The visit by this entourage was not the last from African Americans, but only the beginning. The humbling and deep experience has since inspired many more to troop down to the town. Research into the history of the place, the effects of the slave trade on the environment and its people has been ongoing for many years. Scientists such as Dr. Lisa Aubrey have devoted themselves to studying and unveiling everything there is to know about Bimbia and its dark but rich history. And for Aubrey, this job is quite personal as she is one of the fortunate few who have been able to trace back their heritage to Cameroon. In fact, her research and findings, coupled with the almost spiritual encounter of the "pilgrims" who visited the town, have inspired many to make the same journey. In the year 2016, the good doctor, in partnership with some enthusiastic locals, held an exhibition and lecture that was attended by foreigners and locals alike. Those who were privileged enough to be in attendance testified of how deep, haunting, and spiritual the event was. With Dr. Aubrey sharing her findings and the local speakers telling the stories of those many Cameroonians who were murdered, kidnapped, and plundered and the torment the families left behind still suffer to this day, the attendees definitely left the hall with more understanding than they came in with.

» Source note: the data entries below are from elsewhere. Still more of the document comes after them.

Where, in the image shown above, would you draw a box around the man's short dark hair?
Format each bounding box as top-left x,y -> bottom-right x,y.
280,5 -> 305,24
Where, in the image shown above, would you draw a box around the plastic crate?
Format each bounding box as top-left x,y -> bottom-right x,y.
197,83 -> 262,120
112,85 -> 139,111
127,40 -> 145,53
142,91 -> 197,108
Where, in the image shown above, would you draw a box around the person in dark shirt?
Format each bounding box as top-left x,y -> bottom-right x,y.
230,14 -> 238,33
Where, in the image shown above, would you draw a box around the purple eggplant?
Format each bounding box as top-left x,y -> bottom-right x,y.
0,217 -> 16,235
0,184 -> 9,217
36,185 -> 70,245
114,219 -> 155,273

And to date, we still have many making the journey to find the answers that have eluded them and their families for generations. Travel agencies and tourist companies have added the town to their schedule, allowing not only the rich but anyone with the desire to plan and journey there no matters their financial status. Researchers are still trooping in, along with those willing to sponsor them and their programs in order to ensure that the word spreads and the world knows about Bimbia and its story that has long been forgotten by history. Although to some of the locals, the rediscovery of Bimbia brings back terrible memories and unearths history that they would prefer left dead. The pains and sufferings are something they would not want to reconcile with anymore. To many others, it opens up wonderful possibilities and provides answers to questions that have puzzled them for years. A chance to find their home, know their people, learn their culture, and be proud of who they are - who would not jump at it? Indeed Bimbia's resurrection has brought answers and truths that the world needs to know. Now Bimbia stands for hope, home, culture, heritage - more than pain or suffering. It speaks of the strength and invincibility of Africa and Africans. Their ability to thrive and prosper, no matter how far they are driven, their ability to always trace back and return to their ancestral home.